Abstract 1472P
Background
Because of anemia on hospital admission and intra-operative blood loss, peri-operative blood transfusion(BTF) is wildly used on patients with middle and advanced stage gastric cancer (GC). The aim of this study was to investigate the potential accumulative effect of BTF and post-operative infectious on cancer-specific survival (CSS) in those GC patients after radical gastrectomy and explore the benefit from adjuvant chemotherapy(AC).
Methods
Medical records of 2114 consecutive stage II/III GC patients who underwent curative resection and planned to receive AC between November 2010 and May 2019 were retrospectively reviewed.

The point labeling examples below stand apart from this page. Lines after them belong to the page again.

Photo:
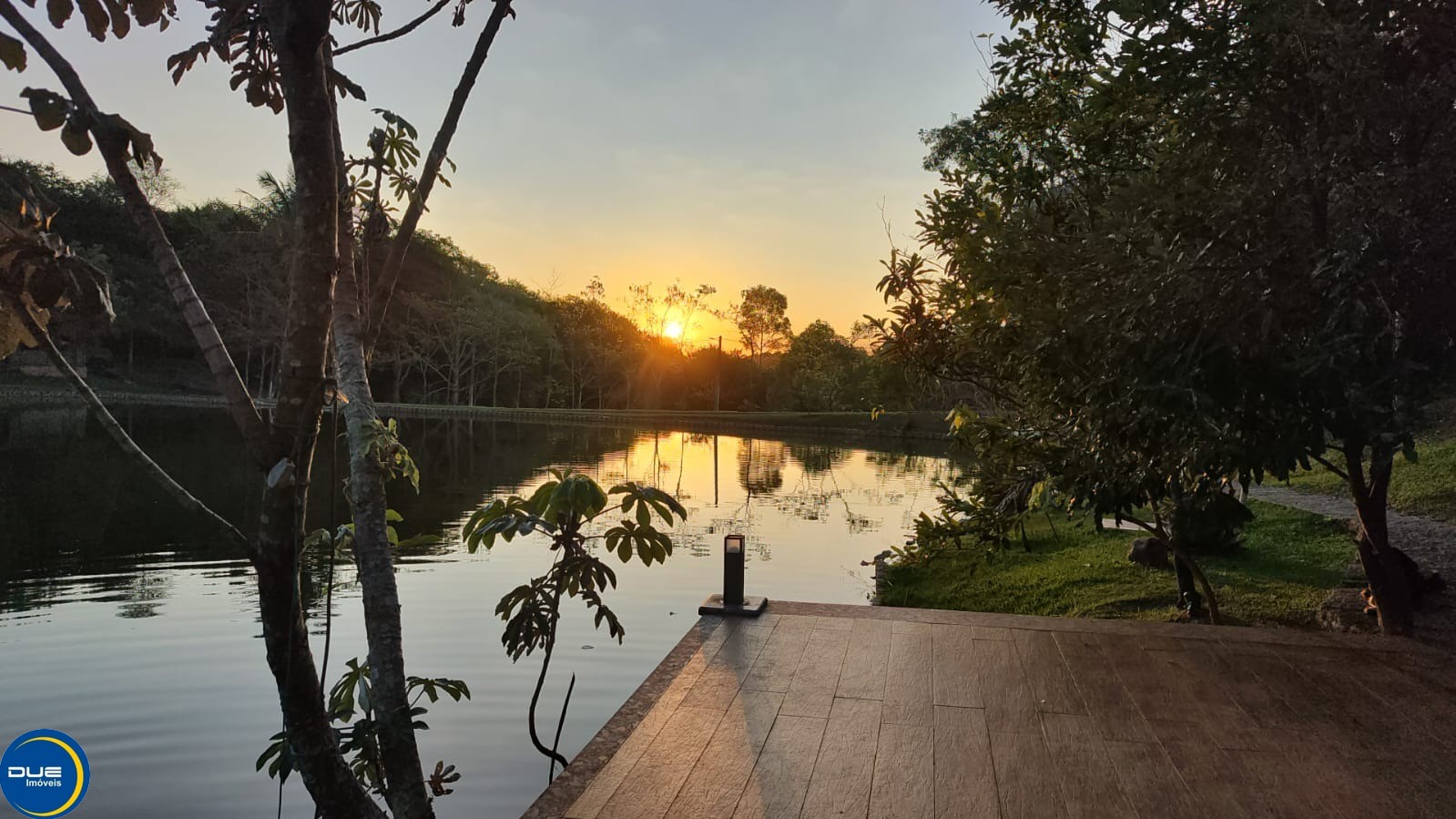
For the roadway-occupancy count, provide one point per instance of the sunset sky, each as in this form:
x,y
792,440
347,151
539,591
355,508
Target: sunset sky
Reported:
x,y
657,140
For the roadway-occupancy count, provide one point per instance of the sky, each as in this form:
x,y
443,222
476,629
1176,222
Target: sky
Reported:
x,y
636,140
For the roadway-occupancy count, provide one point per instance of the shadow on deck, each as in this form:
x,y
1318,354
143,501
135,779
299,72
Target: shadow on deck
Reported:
x,y
826,710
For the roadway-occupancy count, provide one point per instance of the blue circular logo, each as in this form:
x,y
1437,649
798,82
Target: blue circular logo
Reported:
x,y
46,774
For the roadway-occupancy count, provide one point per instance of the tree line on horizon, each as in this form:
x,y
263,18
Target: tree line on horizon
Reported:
x,y
457,333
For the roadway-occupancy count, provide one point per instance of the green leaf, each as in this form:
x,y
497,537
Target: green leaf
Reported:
x,y
12,53
97,17
58,12
76,138
46,107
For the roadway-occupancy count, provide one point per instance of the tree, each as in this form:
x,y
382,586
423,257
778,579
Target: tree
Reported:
x,y
1197,243
283,58
762,322
821,372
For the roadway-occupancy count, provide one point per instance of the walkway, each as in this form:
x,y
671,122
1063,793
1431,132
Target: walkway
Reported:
x,y
1429,541
820,710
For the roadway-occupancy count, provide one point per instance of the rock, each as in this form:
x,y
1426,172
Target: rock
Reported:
x,y
1151,553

Then, univariate and multivariate analyses were applied on the independent predictive factors with post-operative infection. At last, Cox regression analysis is used to assess the relationship among BTF, infections and CSS.
Results
Of the 2114 patients, 507 (24.0%) received peri-operative BTF and 148 (7.0%) developed post-operative infection and moreover, BTF was identified to be an independent predictor for infections. In addition, both BTF and infections independently predicted poor CSS (hazard ratio (HR): 1.193, 95% confidence interval (CI): 1.007-1.414; HR: 1.323, 95%CI: 1.013-1.727), and an accumulative effect was identified because patients with both BTF and infection were having a much shorter CSS. Additionally, based on the further stratified analyses, it is demonstrated that complete AC (≥ 6 cycles) could significantly improve CSS in patients with BTF and/or infections, which was comparable to those without BTF and/or infections (P = 0.496).
Conclusions
BTF was identified as an independent risk factor to post-infection and the reason for shorter CSS in stage II/III GC. Meanwhile, BTF and post-infections performed an accumulative effect on worse CSS. Meanwhile, complete AC could significantly improve CSS of those patients. Thus, strategies designed to ensure the completion of AC should be recommended.
Clinical trial identification
Editorial acknowledgement
Legal entity responsible for the study
The authors.
Funding
Has not received any funding.
Disclosure
All authors have declared no conflicts of interest.